Another Non Starter from the Headless Turkeys of home automation.
My roommate has a Nest thermostat. While it is an example of clean industrial design, it's clear they are lacking any real vision for how their products actually operate. My room mates turned on a feature where the power company can dump the AC to reduce load on the grid during power alerts. I caught it turning ON the AC when it wasn't needed, and running up the electric bill when we weren't home.
The IP camera market is ripe for invasion, and at first glance their hardware team has hit the basics pretty well. They throw it all away at the starting line by delivering a product that only suits THEIR needs, not the users. While the prospect of monthly user fees may be attractive to them and their bottom line, their implementation fails to meet the most trivial requirements of a video security system.
As other posters have pointed out their offering lacks support for local storage, so if your internet connection is down, it fails. If the power goes down, it fails. If their cloud storage is unavailable, it fails.

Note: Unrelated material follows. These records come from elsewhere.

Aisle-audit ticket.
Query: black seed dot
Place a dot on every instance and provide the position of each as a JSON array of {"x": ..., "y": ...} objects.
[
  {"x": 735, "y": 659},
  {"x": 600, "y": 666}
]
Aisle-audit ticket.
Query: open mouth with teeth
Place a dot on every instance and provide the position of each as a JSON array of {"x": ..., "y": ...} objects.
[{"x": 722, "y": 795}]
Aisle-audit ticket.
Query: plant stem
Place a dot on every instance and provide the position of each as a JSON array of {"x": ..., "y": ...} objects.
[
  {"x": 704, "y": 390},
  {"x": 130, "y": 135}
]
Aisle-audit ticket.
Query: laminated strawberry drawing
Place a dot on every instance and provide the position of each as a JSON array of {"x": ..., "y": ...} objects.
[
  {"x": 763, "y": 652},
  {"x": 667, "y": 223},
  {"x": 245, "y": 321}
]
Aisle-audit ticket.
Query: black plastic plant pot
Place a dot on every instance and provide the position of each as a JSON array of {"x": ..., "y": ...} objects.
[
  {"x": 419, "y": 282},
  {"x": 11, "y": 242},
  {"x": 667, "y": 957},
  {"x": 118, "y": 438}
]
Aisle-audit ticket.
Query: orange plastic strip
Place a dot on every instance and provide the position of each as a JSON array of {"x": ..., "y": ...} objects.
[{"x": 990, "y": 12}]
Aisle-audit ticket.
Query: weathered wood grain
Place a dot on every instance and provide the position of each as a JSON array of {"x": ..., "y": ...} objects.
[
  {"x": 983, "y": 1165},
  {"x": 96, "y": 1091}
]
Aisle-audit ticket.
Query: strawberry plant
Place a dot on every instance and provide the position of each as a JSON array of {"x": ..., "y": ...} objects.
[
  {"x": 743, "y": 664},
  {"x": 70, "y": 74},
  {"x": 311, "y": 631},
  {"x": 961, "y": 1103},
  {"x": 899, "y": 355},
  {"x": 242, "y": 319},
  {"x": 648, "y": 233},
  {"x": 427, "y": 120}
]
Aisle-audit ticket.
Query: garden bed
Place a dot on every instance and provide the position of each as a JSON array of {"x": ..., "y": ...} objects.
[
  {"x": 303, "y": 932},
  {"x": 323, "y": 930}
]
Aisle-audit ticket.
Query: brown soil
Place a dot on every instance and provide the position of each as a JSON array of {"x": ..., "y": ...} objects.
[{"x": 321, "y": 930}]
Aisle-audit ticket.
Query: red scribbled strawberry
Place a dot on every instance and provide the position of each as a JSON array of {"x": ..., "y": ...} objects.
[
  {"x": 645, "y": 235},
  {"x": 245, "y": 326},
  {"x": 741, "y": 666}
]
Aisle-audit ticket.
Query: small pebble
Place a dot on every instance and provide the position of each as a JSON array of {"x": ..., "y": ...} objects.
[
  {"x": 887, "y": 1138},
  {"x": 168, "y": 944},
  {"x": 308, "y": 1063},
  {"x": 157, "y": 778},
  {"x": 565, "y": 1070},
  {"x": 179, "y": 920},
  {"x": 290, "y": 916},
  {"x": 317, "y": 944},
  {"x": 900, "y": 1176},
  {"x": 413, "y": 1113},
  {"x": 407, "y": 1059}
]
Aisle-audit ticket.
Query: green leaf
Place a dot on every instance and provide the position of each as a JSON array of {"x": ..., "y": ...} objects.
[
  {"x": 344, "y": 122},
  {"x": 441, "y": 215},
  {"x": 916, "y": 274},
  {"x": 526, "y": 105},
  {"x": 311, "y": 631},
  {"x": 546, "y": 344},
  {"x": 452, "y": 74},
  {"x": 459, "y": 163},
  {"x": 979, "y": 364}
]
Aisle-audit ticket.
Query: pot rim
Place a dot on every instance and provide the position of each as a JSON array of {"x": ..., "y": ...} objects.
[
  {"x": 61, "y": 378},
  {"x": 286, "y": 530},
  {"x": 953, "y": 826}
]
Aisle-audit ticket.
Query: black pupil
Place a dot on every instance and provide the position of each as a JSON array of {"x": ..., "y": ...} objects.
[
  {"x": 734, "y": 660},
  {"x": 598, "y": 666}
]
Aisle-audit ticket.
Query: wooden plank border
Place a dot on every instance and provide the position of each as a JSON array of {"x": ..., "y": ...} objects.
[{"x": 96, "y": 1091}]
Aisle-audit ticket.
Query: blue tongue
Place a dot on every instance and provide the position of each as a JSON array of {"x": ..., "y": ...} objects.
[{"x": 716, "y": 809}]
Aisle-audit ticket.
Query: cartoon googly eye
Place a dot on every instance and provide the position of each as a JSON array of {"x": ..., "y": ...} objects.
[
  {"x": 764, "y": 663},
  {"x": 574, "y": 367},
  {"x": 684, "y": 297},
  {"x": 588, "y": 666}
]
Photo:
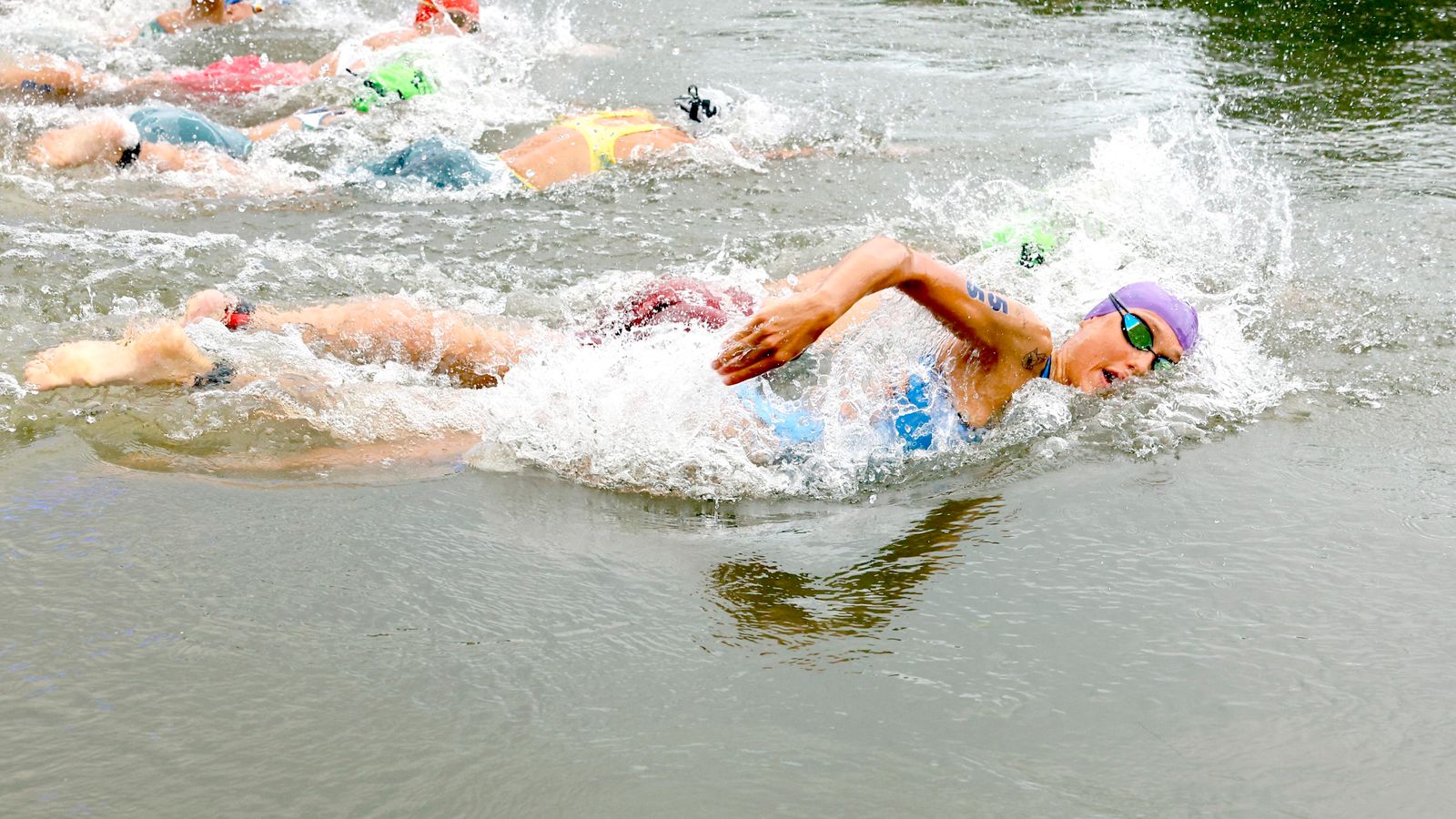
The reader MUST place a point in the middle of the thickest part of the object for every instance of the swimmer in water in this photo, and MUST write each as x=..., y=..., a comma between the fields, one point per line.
x=165, y=137
x=572, y=147
x=200, y=14
x=46, y=75
x=996, y=344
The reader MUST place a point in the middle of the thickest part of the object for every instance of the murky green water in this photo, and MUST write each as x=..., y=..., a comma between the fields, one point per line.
x=1223, y=593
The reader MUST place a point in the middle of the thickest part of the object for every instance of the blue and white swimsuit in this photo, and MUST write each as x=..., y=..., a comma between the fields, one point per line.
x=924, y=409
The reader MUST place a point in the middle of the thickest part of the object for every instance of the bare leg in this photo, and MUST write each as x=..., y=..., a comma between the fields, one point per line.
x=164, y=354
x=392, y=329
x=293, y=123
x=102, y=140
x=395, y=329
x=48, y=73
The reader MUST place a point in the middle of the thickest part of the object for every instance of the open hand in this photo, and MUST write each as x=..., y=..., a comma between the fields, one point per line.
x=775, y=336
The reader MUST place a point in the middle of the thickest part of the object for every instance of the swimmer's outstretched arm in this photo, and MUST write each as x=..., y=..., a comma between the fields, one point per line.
x=393, y=329
x=106, y=140
x=162, y=354
x=985, y=324
x=300, y=121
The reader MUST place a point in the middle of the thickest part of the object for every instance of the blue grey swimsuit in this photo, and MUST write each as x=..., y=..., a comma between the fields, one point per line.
x=921, y=409
x=188, y=128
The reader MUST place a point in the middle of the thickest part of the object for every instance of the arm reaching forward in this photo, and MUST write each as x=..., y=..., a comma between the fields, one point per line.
x=985, y=324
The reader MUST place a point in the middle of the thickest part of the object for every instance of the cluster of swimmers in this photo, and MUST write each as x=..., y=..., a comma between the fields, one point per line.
x=958, y=385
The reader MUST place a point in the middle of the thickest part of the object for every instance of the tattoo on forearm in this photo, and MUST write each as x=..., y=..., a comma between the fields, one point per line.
x=990, y=299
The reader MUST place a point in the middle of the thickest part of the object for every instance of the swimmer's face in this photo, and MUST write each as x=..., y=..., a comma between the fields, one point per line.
x=1098, y=356
x=239, y=12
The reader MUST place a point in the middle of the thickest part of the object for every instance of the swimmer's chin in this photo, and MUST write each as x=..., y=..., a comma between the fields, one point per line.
x=1099, y=380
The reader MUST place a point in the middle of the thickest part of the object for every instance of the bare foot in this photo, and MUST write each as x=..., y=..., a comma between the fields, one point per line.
x=159, y=356
x=98, y=140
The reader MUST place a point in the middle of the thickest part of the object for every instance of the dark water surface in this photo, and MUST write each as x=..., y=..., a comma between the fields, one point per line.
x=1220, y=595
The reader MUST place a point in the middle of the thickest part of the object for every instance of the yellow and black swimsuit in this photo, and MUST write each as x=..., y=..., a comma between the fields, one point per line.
x=602, y=136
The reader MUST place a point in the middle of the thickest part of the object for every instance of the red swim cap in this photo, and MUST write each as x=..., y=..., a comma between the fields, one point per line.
x=673, y=300
x=430, y=9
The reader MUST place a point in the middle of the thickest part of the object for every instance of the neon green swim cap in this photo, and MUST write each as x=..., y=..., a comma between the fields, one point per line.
x=1034, y=235
x=398, y=77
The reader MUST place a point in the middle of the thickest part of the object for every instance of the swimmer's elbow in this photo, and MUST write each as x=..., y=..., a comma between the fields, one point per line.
x=895, y=256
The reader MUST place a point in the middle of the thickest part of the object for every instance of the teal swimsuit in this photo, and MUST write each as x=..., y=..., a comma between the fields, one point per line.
x=182, y=127
x=436, y=162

Adding a local storage hub would allow the system to provide weeks or months of footage from multiple cameras, without resorting to mickey mouse "record on motion" nonsense. As someone who has had to wrangle a few security DVRs, these schemes always leave the owner in a hole. The disjointed clips may indicate when someone showed up, but when the owner tries to figure out where they came from, or what they did, they find that it's not in the clip. You need to record everything the camera sees for at least a few days, and just use motion/face triggers as a time stamp to look at. And great, even if they are using Google's cloud powered video face recognition, what happens when one of your neighbors pets takes to "scent marking" your doorstep? Too bad, the cameras were looking for people and didn't save the footage.
It's a shame, because with their existing app and infrastructure you could have a really clean system that automatically shut down your interior cameras when you get home, let you check on things from offsite, and archived your footage in case someone breaks in and steals the on site hardware. (Bonus points for a "find my Nest Cam" feature if someone re-activates a stolen camera.
Nest built it's reputation on building not just a connected home, but one that was integrated, intelligent, and sleek. It's proven itself to be a one hit wonder. Their management has been running around like a headless turkey doing a bad impression of M.S. from the Office.